Fantasia di Bergman

Giornate d'agosto fresche, non male. Pomeriggio solitario in sala Uander, io solo con Bergman. Nel 1982, il regista svedese appassionato di temi alti, girò un film che doveva fare da summa delle sue "ossessioni": "Fanny & Alexander"; ce la fece eccelsamente, con le sue solite eleganza ed ironia; lo spettatore può verificare, a patto di disporre della versione completa di 6 ore, puntate TV. La versione tagliata che ho visto io, dimezzata, mostra strappi inconciliabili col rigore dell'autore.

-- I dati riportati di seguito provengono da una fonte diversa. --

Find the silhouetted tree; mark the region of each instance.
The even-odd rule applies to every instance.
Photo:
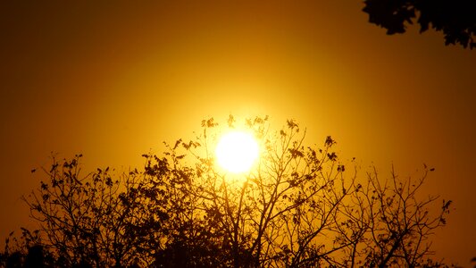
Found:
[[[387,34],[404,33],[415,19],[420,32],[442,31],[445,44],[476,46],[476,2],[468,0],[364,0],[369,21],[387,29]]]
[[[5,249],[1,264],[47,255],[63,267],[444,266],[430,259],[429,239],[450,202],[435,208],[436,197],[416,195],[431,170],[420,180],[382,180],[376,171],[359,178],[330,137],[306,146],[294,121],[277,131],[259,117],[202,127],[115,180],[108,169],[81,177],[80,155],[54,160],[48,181],[25,197],[41,247],[23,247],[29,258]],[[262,147],[239,175],[217,168],[213,150],[221,131],[237,128]]]

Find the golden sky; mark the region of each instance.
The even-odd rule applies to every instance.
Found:
[[[100,2],[100,3],[99,3]],[[202,119],[294,118],[340,155],[436,168],[455,201],[434,249],[476,255],[476,51],[438,33],[387,36],[361,1],[2,1],[0,239],[27,224],[20,197],[50,152],[85,167],[140,166]],[[362,172],[363,175],[363,171]]]

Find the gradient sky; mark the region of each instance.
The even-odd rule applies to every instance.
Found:
[[[476,51],[442,35],[387,36],[362,1],[1,1],[0,240],[50,153],[86,170],[140,166],[202,119],[294,118],[338,141],[361,175],[435,167],[455,201],[438,257],[476,255]],[[86,171],[85,171],[86,172]],[[439,204],[437,204],[438,205]],[[3,247],[3,246],[2,246]]]

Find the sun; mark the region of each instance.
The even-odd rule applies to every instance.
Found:
[[[259,147],[253,134],[232,131],[219,140],[216,150],[218,164],[232,173],[248,172],[259,155]]]

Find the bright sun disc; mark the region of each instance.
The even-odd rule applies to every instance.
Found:
[[[259,148],[252,134],[234,131],[221,137],[215,154],[220,166],[232,173],[241,173],[251,169]]]

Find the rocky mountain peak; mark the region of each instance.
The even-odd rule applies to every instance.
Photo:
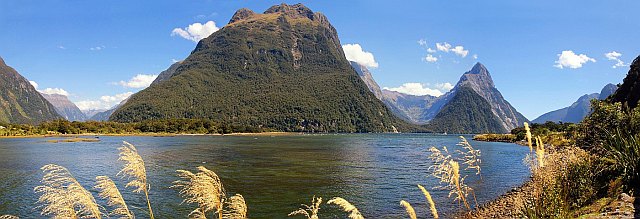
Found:
[[[480,62],[476,63],[470,71],[465,72],[457,86],[470,84],[476,91],[478,88],[494,88],[495,84],[489,74],[489,70]]]
[[[238,9],[236,13],[233,14],[233,16],[231,17],[231,20],[229,20],[229,23],[233,23],[239,20],[249,18],[255,14],[256,14],[255,12],[253,12],[251,9],[248,9],[248,8]]]

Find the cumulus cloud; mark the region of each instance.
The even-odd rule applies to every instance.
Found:
[[[349,61],[357,62],[358,64],[367,66],[369,68],[378,67],[378,63],[373,57],[373,54],[364,51],[360,44],[345,44],[342,45],[342,50],[344,50],[344,55]]]
[[[113,96],[102,96],[99,100],[84,100],[75,102],[80,110],[108,110],[118,105],[123,100],[133,95],[133,92],[116,94]]]
[[[424,57],[424,61],[426,61],[426,62],[437,62],[438,61],[438,57],[432,56],[431,54],[427,54],[427,56]]]
[[[193,42],[198,42],[201,39],[207,38],[213,32],[218,31],[220,28],[216,26],[216,23],[213,21],[207,21],[205,24],[201,23],[193,23],[189,24],[188,27],[185,28],[175,28],[171,31],[171,36],[180,36],[182,38],[191,40]]]
[[[36,90],[38,89],[38,83],[36,83],[35,81],[29,81],[29,83],[36,88]]]
[[[120,81],[118,84],[128,88],[145,88],[149,87],[151,82],[153,82],[157,77],[158,75],[139,74],[129,79],[129,81]]]
[[[620,60],[620,56],[622,56],[622,53],[616,52],[616,51],[611,51],[609,53],[604,54],[605,57],[607,57],[608,60],[611,61],[616,61],[616,64],[611,66],[612,68],[618,68],[618,67],[624,67],[624,62],[622,60]]]
[[[62,89],[62,88],[45,88],[44,90],[41,90],[40,93],[43,94],[59,94],[62,96],[69,96],[69,92],[67,92],[66,90]]]
[[[429,87],[428,84],[412,82],[412,83],[404,83],[399,87],[392,87],[392,88],[384,87],[383,89],[396,91],[404,94],[415,95],[415,96],[430,95],[430,96],[439,97],[439,96],[442,96],[442,94],[444,94],[445,92],[451,90],[452,88],[453,88],[453,85],[451,85],[451,83],[439,83],[433,87]]]
[[[587,62],[596,62],[595,59],[590,58],[585,54],[577,55],[571,50],[562,51],[561,54],[558,54],[558,60],[556,60],[556,64],[553,65],[556,68],[564,69],[564,68],[582,68],[582,65]]]

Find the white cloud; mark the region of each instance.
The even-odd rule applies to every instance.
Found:
[[[426,41],[426,40],[424,40],[424,39],[420,39],[420,40],[418,40],[418,45],[420,45],[420,46],[426,46],[426,45],[427,45],[427,41]]]
[[[439,97],[453,88],[451,83],[439,83],[436,86],[429,88],[428,85],[421,83],[404,83],[400,87],[384,87],[385,90],[396,91],[404,94],[410,94],[415,96],[430,95]]]
[[[358,64],[367,66],[369,68],[378,67],[378,63],[373,57],[373,54],[362,50],[360,44],[345,44],[342,45],[342,50],[344,50],[344,55],[349,61],[357,62]]]
[[[582,65],[587,62],[596,62],[595,59],[590,58],[585,54],[577,55],[571,50],[562,51],[561,54],[558,54],[558,60],[556,60],[556,64],[553,65],[556,68],[582,68]]]
[[[451,50],[451,44],[447,42],[436,43],[436,49],[438,49],[438,51],[449,52],[449,50]]]
[[[153,82],[157,77],[158,75],[139,74],[129,79],[129,81],[120,81],[118,84],[128,88],[145,88],[149,87],[151,82]]]
[[[91,50],[91,51],[100,51],[100,50],[103,50],[105,48],[107,48],[107,47],[106,46],[96,46],[96,47],[89,48],[89,50]]]
[[[427,56],[424,57],[424,61],[431,62],[431,63],[437,62],[438,57],[432,56],[431,54],[427,54]]]
[[[38,83],[36,83],[35,81],[29,81],[29,83],[36,88],[36,90],[38,89]]]
[[[447,91],[450,91],[451,89],[453,89],[453,84],[451,84],[449,82],[437,83],[435,88],[440,90],[440,91],[447,92]]]
[[[213,32],[218,31],[220,28],[216,26],[213,21],[207,21],[205,24],[193,23],[189,24],[185,28],[175,28],[171,31],[171,36],[181,36],[182,38],[198,42],[201,39],[207,38]]]
[[[620,56],[622,56],[622,53],[616,52],[616,51],[611,51],[609,53],[604,54],[605,57],[607,57],[608,60],[612,60],[612,61],[616,61],[616,64],[611,66],[612,68],[618,68],[618,67],[624,67],[624,62],[622,60],[620,60]]]
[[[62,89],[62,88],[45,88],[44,90],[41,90],[40,93],[43,94],[59,94],[62,96],[69,96],[69,92],[67,92],[66,90]]]
[[[453,47],[451,49],[451,52],[455,53],[456,55],[459,55],[462,58],[467,57],[467,55],[469,54],[469,50],[465,50],[463,46]]]
[[[100,97],[100,100],[78,101],[75,102],[75,104],[80,110],[108,110],[111,107],[118,105],[124,99],[129,98],[131,95],[133,95],[133,92],[126,92],[113,96],[102,96]]]

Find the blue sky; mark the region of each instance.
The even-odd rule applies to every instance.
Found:
[[[262,12],[281,2],[0,1],[0,56],[42,91],[63,89],[82,108],[107,108],[191,52],[196,42],[180,32],[197,39],[239,8]],[[621,83],[640,54],[638,1],[301,2],[327,15],[342,44],[352,44],[350,58],[369,65],[382,87],[445,92],[479,61],[529,119]]]

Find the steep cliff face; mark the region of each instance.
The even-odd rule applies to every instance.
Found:
[[[0,58],[0,122],[36,124],[59,118],[55,107]]]
[[[631,63],[629,73],[620,88],[611,95],[611,101],[621,102],[631,108],[638,106],[640,100],[640,56]]]
[[[302,4],[241,9],[168,79],[133,95],[115,121],[209,118],[282,131],[385,132],[406,125],[346,60],[335,28]]]
[[[43,94],[41,95],[49,101],[55,108],[56,112],[69,121],[84,121],[87,116],[80,111],[78,106],[71,102],[67,96],[60,94]]]

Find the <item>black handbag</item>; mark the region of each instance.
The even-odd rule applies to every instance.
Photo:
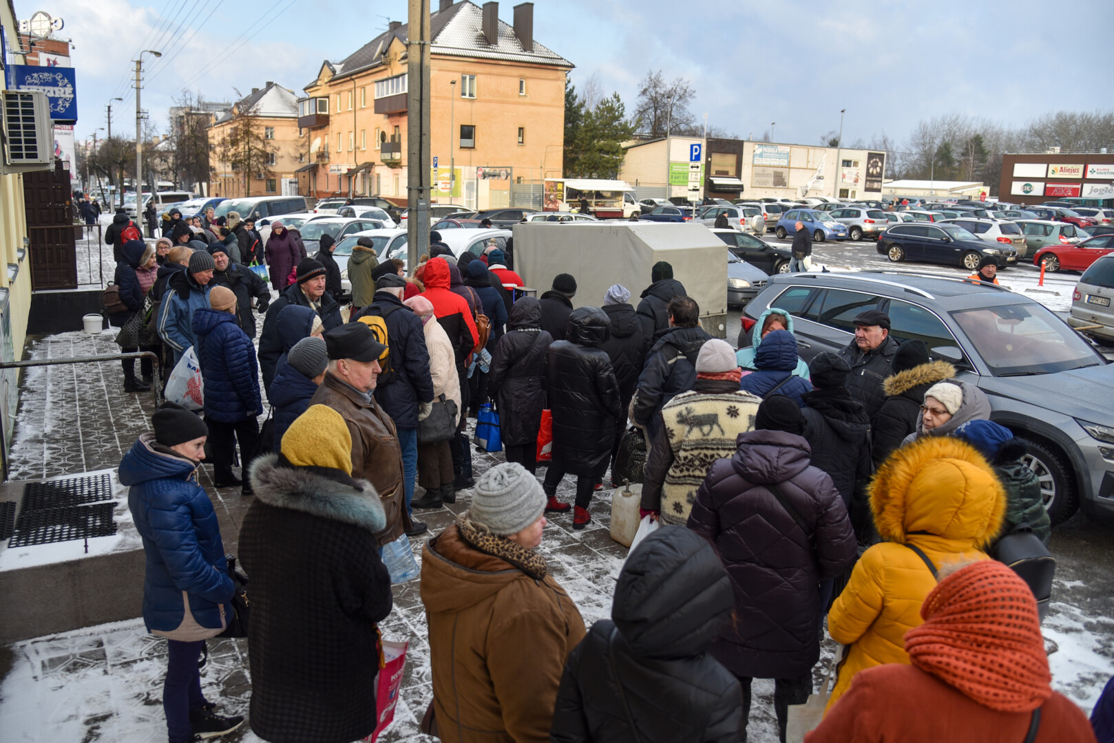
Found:
[[[429,416],[418,421],[418,443],[441,443],[457,434],[457,403],[439,394]]]
[[[247,624],[252,616],[252,603],[247,598],[247,576],[236,569],[236,558],[225,555],[228,564],[228,577],[235,590],[232,594],[232,616],[225,617],[224,632],[217,637],[247,637]]]

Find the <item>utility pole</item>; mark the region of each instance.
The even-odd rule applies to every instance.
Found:
[[[429,0],[409,0],[407,26],[407,267],[429,252]],[[451,133],[450,133],[451,135]]]
[[[139,107],[139,90],[143,88],[139,75],[143,70],[143,56],[144,55],[155,55],[156,57],[162,57],[162,51],[155,51],[153,49],[144,49],[139,52],[139,57],[136,58],[136,223],[143,224],[143,109]],[[155,188],[152,188],[152,198],[154,198]],[[153,235],[154,236],[154,235]]]

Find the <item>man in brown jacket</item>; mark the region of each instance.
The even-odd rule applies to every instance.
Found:
[[[402,449],[394,421],[371,394],[385,349],[363,323],[329,331],[325,346],[329,368],[310,404],[328,405],[344,419],[352,436],[352,477],[370,481],[383,504],[387,528],[375,535],[382,547],[412,530],[403,507]]]

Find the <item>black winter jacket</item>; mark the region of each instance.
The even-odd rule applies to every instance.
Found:
[[[955,375],[956,368],[947,361],[930,361],[886,378],[882,382],[886,400],[871,426],[871,456],[876,466],[886,461],[901,446],[901,441],[917,430],[920,407],[928,389]]]
[[[554,416],[553,463],[569,475],[603,477],[612,457],[619,388],[607,354],[607,315],[579,307],[568,317],[569,340],[549,346],[546,388]]]
[[[390,292],[375,292],[361,315],[385,315],[393,379],[375,385],[375,401],[399,428],[418,428],[418,403],[433,401],[426,332],[413,310]]]
[[[549,740],[735,743],[739,680],[707,654],[732,606],[731,581],[709,544],[684,527],[662,527],[619,574],[613,618],[569,653]]]
[[[541,330],[553,335],[555,341],[564,341],[568,316],[573,312],[573,302],[554,290],[543,294],[539,302],[541,303]]]
[[[854,339],[839,351],[840,358],[851,366],[851,375],[847,378],[847,389],[862,402],[871,420],[886,402],[882,381],[892,373],[891,364],[897,352],[898,342],[892,335],[887,335],[881,345],[867,353],[859,350]]]
[[[644,325],[645,326],[645,325]],[[636,385],[634,422],[654,438],[657,413],[665,403],[696,383],[696,354],[712,336],[703,327],[674,327],[661,334],[646,354]]]
[[[686,294],[685,286],[676,278],[655,281],[642,292],[638,303],[638,321],[648,338],[654,338],[670,326],[670,313],[666,307],[674,296]]]
[[[828,472],[851,516],[856,537],[862,539],[870,522],[867,485],[873,475],[870,461],[870,419],[862,403],[846,388],[804,393],[804,438],[812,449],[812,466]]]
[[[651,338],[646,335],[645,327],[638,322],[638,315],[629,304],[608,304],[600,309],[610,320],[612,334],[606,343],[600,344],[599,350],[612,360],[625,416],[631,397],[638,385],[638,375],[646,363]]]
[[[499,432],[510,446],[538,440],[545,392],[541,380],[553,338],[540,330],[538,300],[524,296],[510,309],[507,333],[491,354],[488,393],[499,411]]]
[[[819,583],[854,563],[854,531],[831,478],[809,466],[803,437],[759,430],[737,441],[734,457],[712,466],[688,516],[735,589],[734,622],[712,655],[736,676],[800,676],[820,658]],[[814,548],[769,483],[815,535]]]

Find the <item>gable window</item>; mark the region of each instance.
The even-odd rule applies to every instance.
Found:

Certo certo, più che godibile, cinema d'alta qualità. Ma proprio in considerazione di questa, accontentarsi di monconi, che inevitabilmente non sorreggono la perfetta armonia propria del regista, non è permesso, per gli appassionati D.O.C.. Ad ogni modo, le impressioni.
La mano del maestro della Settima si vede, eccome. Orchestrazione elegante, sincronia tra m.d.p., attori e scenografia, montaggio sinuoso. I salotti borghesi in gran festa sono lo scenario adatto. C'è tutto, ciò che sta sul palco e, lato malandrino del regista, ciò che sta dietro le quinte. Le ricchezze materiali, è evidente, raramente trascinano a sé quelle morali. Questa morale poi, tsz!, Cos'è? Ipocrisia di facciata, quanti inutili affanni, tra acque burrascose, di fronte all'Equa Livellatrice!
Con stile pulito e ammaliante si snocciola sullo schermo qualcosa di più di un soggetto scritto dal regista. Ingmar bambino ripercorre i propri fantasmi, facendo delle immagini ciò che desidera, plasmando con la cinepresa opere d'arte in movimento allacciate da stacchi vellutati, dando corpo a sinfonie cinematografiche.
L'infiammata fantasia dei bambini e il cerino spento degli adulti. Tra queste due sfere, la vita, con tutte le sue ombre. Il mondo dei grandi, guazzabuglio confuso e maleodorante, trasformato, tradotto, per difesa, dai grandi occhi che i piccoli fissano su tutto.
Il sogno divenuto incubo di Fanny & Alexander. Tac. Eveline fottuta in un attimo di comprensibile sbandamento. L'intreccio (ma, ripeto, ho visto la versione mozzata) è quello del romanzo classico: tra i roboanti colori dei palazzi borghesi e il bianco e legno della vita di clausura, da cui i due protagonisti verranno strappati con la forza dalla madre, in realtà nessun colpo di scena, solo qualche "merda" pronunciato di rabbia e qualche letto sfondato di piacere a sviare dalla linea retta. C'è la consueta ironia delicata del regista, ovvio, ma l'eversione di questo film, sta nella qualità delle immagini. Un periodo delicato della famiglia Ekdahl viene pennellato per il gusto di guardarlo, con gli occhi di adulti mai cresciuti, con quelli di bambini più caparbi. E' l'intensità dei momenti che scuote lo spettatore (le grida disperate della madre al capezzale del marito, la malata in preda alle fiamme), non certo le bastonate al povero Alexander (anche in questo caso i tagli si sentono: in quella casa degli orrori, a volte scappa un sorriso) o le sorti della moglie sfortunata e ingenua.
Occhio lucido di Bergman nel guardare questa vita così bella comunque sia, brindisi alla vita e ad ogni sua sfumatura, fantastica o reale.
Versione tagliata da schivare, ad esempio, poiché la tematica artistica (al contrario di quella religiosa, familiare...), quella teatrale in particolare, rimane un filo di ragnatela.